If you’re looking to take a quick jaunt by foot shortly into your ride, the Brush Creek Road Trail that leads to the top of the hillside at the foot of the Eagles Nest Wilderness is located about a half mile into the cycle. Brush Creek Road is steep, though, so be aware this kind of a side hike is replete with loose dirt, rock and plenty of climbing. Once atop the hillside, the views open up from dense forest to spectacular views of the Gore Range mountains.
Considering Brush Creek Road’s steep grade, mountain biking up through the national forest portion may prove impossible. So no matter your wheels, it’s probably best to leave the bike behind near Heeney Road.
Back on the bike, Heeney Road climbs steeply from the area around Melody Lodge Cabins & Store to the top of the hillside flanking the Blue River to its southwest. The top of this hill is marked by the sign for the U.S. Forest Service’s McDonald’s Flats Campground. Once here, remember to also turn around to get a glimpse of the Gore Range 13ers. It’s a magnificent hilltop view after pedaling through the aspens below.
After McDonald’s Flats, the road zigs and zags with rocks jutting out from the hillside to your left before opening up to a splendid view of the river inlet leading to Green Mountain Reservoir. This stretch of the bike ride is particularly beautiful at sunset, considering its orientation and how it illuminates Green Mountain at the reservoir’s rear and its waters below.

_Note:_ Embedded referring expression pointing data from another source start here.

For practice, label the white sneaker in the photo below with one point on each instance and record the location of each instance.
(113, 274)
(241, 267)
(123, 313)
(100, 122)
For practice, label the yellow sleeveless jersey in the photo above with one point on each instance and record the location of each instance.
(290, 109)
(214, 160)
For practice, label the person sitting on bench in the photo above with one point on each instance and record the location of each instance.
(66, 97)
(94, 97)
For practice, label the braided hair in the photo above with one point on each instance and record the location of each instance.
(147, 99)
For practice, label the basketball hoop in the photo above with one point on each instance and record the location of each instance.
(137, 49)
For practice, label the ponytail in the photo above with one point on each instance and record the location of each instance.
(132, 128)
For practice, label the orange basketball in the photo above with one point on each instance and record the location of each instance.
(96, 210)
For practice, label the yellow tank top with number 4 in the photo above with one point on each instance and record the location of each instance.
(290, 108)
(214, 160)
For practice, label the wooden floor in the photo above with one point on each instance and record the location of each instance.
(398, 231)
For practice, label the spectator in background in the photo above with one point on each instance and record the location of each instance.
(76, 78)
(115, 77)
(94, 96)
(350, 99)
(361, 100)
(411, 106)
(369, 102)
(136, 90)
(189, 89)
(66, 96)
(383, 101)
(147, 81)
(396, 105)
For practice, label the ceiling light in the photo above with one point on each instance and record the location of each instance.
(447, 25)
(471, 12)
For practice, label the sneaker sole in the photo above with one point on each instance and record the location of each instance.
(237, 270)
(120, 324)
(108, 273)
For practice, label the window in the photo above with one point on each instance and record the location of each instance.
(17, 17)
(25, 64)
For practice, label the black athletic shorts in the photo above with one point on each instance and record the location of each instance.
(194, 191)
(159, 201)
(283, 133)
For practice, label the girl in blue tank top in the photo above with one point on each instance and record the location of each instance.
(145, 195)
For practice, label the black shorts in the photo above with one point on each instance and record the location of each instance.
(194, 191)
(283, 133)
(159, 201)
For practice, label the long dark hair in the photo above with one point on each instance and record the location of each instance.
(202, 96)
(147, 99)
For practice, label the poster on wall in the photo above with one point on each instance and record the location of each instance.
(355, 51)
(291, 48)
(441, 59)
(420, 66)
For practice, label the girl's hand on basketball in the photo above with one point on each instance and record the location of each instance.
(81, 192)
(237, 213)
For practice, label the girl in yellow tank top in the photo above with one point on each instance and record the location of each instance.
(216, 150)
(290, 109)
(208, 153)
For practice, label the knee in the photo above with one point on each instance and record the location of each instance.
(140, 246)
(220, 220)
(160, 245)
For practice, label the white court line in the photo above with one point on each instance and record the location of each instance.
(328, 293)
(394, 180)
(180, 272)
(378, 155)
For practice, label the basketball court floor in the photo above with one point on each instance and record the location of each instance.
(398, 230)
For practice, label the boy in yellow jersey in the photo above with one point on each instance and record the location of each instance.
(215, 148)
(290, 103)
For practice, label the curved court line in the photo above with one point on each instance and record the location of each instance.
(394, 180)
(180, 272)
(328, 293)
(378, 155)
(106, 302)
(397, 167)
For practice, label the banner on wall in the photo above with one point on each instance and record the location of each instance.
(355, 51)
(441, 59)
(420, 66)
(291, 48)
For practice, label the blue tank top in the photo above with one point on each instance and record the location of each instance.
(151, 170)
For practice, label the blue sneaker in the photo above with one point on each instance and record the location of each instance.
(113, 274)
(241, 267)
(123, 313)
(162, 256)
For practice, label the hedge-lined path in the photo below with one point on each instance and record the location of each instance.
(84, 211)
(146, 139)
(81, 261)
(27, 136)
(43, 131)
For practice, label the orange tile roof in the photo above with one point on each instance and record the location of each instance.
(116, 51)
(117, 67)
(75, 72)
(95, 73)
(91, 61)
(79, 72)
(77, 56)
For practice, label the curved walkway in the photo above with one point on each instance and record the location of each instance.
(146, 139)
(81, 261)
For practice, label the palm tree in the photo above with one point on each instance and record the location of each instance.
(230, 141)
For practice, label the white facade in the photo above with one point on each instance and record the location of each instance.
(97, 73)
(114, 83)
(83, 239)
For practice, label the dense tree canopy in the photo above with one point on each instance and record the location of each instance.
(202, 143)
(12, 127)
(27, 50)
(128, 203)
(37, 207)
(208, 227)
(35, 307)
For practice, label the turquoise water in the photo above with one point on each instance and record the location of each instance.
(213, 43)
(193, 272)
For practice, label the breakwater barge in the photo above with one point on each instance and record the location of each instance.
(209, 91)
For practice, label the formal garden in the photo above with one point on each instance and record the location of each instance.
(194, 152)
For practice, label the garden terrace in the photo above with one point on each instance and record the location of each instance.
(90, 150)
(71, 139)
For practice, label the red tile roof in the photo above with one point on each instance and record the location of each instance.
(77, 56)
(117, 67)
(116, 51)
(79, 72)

About 4 miles along the road is when you’ll dip back down into the ranch country where the eagle’s nest is located. Don’t be surprised to find mule deer, elk and fox scurrying near the roadside through this stretch, particularly around dusk. Depending on where the local rancher’s cattle have been moved, you’re almost certain to pass herds of these domesticated critters from spring through fall.
After climbing another hill, you’ll near the halfway point of the ride where more and more year-round and seasonal residences begin to pop up. It’s also 5-1/2 miles into the ride when you’ll see the turn off to Cataract Creek Road to your left. If you’re feeling particularly adventurous on a mountain bike and are looking for a mid-ride jaunt up into the wilderness, the beautiful Lower Cataract Lake is just 3 miles away. Once at the lake’s wilderness boundary, though, you’ll have to abandon your mountain bike for a short circumnavigation of this small, remote water body. If you do, and if its been raining, don’t be surprised to see a waterfall with the dramatic 13,432-foot Eagles Nest mountain in the backdrop.
The ride climbs and dips over the next few miles to the heart of Heeney, past the community center, Master Bait & Tackle Shop and Heeney Marina, before declining to the Green Mountain Reservoir Dam. Once turning at the dam, the road will go from a canyon-like, cliffside feel to open up over the final 2 miles with jaw-dropping views of Ute Peak in the distance to the southeast, the Gore Range to the southwest and Green Moutain Reservoir right in front of you.
One final thing: If you’re an angler, don’t forget to bring your pole for some spin-fishing. There are known honey holes near Lower Cataract Lake, but if you feel like taking a break and don’t want to venture up there, anglers alongside the Blue River’s exposed riverbed is a common sight in the spring and fall.